Tahun 2015 merupakan tahun yang sangat strategis bagi penanggulangan HIV dan AIDS di Indonesia. Pertama, tahun depan merupakan awal pemerintahan baru yang memiliki visi dan misi kesehatan yang berbeda dengan pemerintahan yang saat ini. Kedua, tahun ini juga merupakan awal dari pelaksanaan Rencana Strategi dan Aksi Nasional Penanggulangan AIDS 2014-2019. Ketiga, tahun 2015 merupakan tahun awal untuk pelaksanaan model pendanaan program penanggulangan AIDS yang baru. Adanya perubahan-perubahan ini menuntut kita untuk selalu memantau dan mengawal pelaksanaan program penanggulangan AIDS agar semakin mampu untuk merealisasikan tujuan dari penanggulangan AIDS itu sendiri yaitu menurunkan hingga meniadakan infeksi HIV baru; menurunkan hingga meniadakan kematian yang disebabkan oleh keadaan yang berkaitan dengan AIDS; meniadakan diskriminasi terhadap orang dengan HIV dan AIDS (ODHA); meningkatkan kualitas hidup ODHA; dan mengurangi dampak sosial ekonomi dari HIV dan AIDS pada individu, keluarga dan masyarakat (Permenkes No. 21 tahun 2013).

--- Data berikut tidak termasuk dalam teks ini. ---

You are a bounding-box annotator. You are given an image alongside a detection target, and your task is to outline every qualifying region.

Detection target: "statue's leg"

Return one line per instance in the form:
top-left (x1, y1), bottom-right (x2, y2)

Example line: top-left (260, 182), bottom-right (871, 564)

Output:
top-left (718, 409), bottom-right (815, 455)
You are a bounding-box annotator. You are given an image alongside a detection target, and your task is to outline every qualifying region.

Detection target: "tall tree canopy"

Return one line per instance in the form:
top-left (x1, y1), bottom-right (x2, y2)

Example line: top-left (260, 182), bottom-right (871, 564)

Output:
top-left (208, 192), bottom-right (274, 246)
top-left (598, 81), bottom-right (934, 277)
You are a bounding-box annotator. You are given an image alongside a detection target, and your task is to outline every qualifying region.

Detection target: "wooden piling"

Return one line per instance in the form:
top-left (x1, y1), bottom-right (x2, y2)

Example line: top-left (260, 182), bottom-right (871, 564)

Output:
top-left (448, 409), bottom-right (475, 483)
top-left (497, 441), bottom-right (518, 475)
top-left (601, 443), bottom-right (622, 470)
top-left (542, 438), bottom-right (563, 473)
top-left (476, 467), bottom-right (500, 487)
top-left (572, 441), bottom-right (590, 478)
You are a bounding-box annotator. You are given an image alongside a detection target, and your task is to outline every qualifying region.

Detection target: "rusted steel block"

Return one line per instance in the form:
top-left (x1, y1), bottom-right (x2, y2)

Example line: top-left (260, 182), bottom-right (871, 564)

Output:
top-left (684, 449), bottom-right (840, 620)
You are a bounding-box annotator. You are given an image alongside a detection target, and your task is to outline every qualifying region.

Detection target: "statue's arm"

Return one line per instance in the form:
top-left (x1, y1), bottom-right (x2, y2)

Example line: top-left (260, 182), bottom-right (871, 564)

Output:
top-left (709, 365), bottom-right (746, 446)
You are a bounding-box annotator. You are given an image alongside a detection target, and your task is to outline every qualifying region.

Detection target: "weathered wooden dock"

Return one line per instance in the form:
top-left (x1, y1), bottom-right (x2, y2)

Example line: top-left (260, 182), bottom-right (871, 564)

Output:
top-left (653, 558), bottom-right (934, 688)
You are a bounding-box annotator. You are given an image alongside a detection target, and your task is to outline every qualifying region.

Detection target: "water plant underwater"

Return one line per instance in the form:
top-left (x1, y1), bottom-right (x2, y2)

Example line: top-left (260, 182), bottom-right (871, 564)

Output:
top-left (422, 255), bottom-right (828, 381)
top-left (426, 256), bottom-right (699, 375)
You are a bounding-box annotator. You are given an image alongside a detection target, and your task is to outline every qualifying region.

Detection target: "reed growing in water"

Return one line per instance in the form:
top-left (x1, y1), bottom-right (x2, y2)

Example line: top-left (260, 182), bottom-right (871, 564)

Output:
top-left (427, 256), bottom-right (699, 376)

Salah satu agenda kebijakan strategis yang ingin dikembangkan dalam upaya penanggulangan AIDS ke depan seperti termuat dalam rancangan SRAN 2015-2019 adalah memperkuat integrasi upaya penanggulangan AIDS ini ke dalam sistem kesehatan. Munculnya agenda ini merupakan bentuk kesadaran akan kenyataan bahwa upaya yang selama ini dilakukan masih mencerminkan pendekatan vertikal dan sangat didominasi oleh pusat baik pemerintah maupun mitra pembangunan internasional. Hal ini bisa terjadi karena sumber pembiayaan utama untuk penanggulangan AIDS masih sangat didiminasi oleh pusat. Pendekatan yang selama ini dilakukan berlum menunjukkan pelaksanaan sistem kesehatan yang terdesentralisasi. Peran daerah masih terbatas pada pelaksana program nasional pada satu sisi dan kebijakan daerah yang telah dibuat belum dilaksanakan secara konsisten pada sisi yang lain.